The minister said reports written by officials from the Ministry of Agriculture’s Forestry Depart­ment often have stronger factual foundations than reports from Global Witness. Cooperation between the Agriculture Ministry and Global Witness has not been smooth, he said.

The loss of Cambodia’s forests to illegal logging has been one of the top concerns of donors for years. Most of Cambodia’s forested land remained untouched during the years of civil war, but the coming of peace in the 1990s has brought the forests the threat of destruction.

In a November statement, Glo­bal Witness charged that “Cambo­dia’s forests are being stolen from under the nose of the World Bank.”

“If the government [kicks out Global Witness], it will make other NGOs weak. Global Wit­ness is the one who has tried to close the loop­holes,” one Phnom Penh-based environmentalist said Wednesday.

The UN, Global Witness, Hu­man Rights Watch and other aid groups or workers have all ac­cused the government of trying to stamp out an emerging grassroots movement by going after Global Witness.

Human rights groups and Global Witness say that the group of rural residents who gathered outside the Department of Forestry on Dec 5 were only asking their government to hear their concerns. The government, Global Witness officials have said, responded with violence.

The government claims Global Witness made up allegations of police brutality stemming from the clash. The incident and the international condemnation it wrought, have brought long simmering tensions to a boil.

Other criticism has focused around a debacle last month outside the World Bank’s Phnom Penh headquarters, when officials there originally did not hand out copies of logging plans to rural activists—plans that were supposed to have been made public for a full 30 days.

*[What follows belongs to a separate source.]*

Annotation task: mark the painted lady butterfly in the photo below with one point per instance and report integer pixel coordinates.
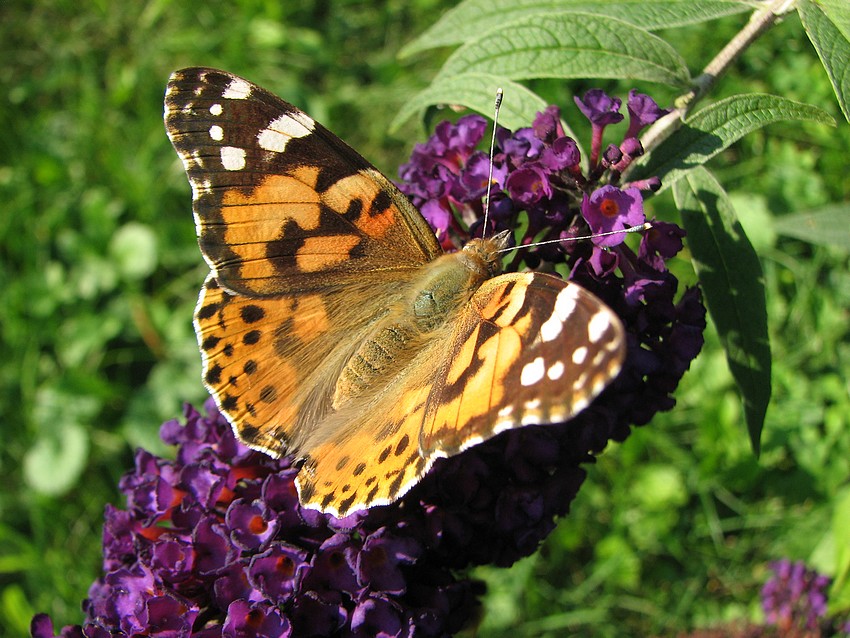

In a Dec 18 letter to opposition party leader Sam Rainsy, World Bank country director for Cam­bodia Ian Porter, wrote, “We re­gret very much the difficulties en­countered in making documents available” and assured the public that the bank has “made every effort to remedy the problems.”

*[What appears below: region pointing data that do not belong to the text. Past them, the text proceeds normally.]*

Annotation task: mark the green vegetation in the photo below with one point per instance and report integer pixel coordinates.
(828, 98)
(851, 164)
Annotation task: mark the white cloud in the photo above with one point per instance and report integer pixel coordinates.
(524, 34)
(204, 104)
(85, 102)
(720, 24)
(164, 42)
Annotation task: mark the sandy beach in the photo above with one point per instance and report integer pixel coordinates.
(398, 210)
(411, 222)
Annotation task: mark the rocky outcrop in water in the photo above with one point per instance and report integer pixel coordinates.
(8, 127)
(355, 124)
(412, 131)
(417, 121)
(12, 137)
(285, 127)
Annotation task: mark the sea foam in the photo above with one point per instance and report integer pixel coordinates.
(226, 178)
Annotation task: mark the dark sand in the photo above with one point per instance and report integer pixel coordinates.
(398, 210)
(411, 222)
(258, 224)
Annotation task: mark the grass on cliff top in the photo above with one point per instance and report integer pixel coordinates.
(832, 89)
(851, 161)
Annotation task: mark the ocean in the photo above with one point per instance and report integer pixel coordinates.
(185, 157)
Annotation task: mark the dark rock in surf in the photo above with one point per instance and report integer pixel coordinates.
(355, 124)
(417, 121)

Porter, who wrote the letter one week before Hun Sen’s threat to expel Global Witness, noted that the Forest Crimes Monitoring Project has given the Forestry Department “the skills and material resources needed to exert decisive control over concessionaires.”

The project, created by donor demand in 1999, in­cludes Global Witness, the Coun­cil of Ministers, the Ministry of En­vironment and the Ministry of Agri­culture’s Forestry Depart­ment as members and the UN Development Pro­gram, the UN Food and Agri­cultural Organi­zation and the UK’s Department for International Development as donors.

“We certainly agree that it is now time for these resources and capabilities to be put to effective use by the government,” Porter wrote in the letter.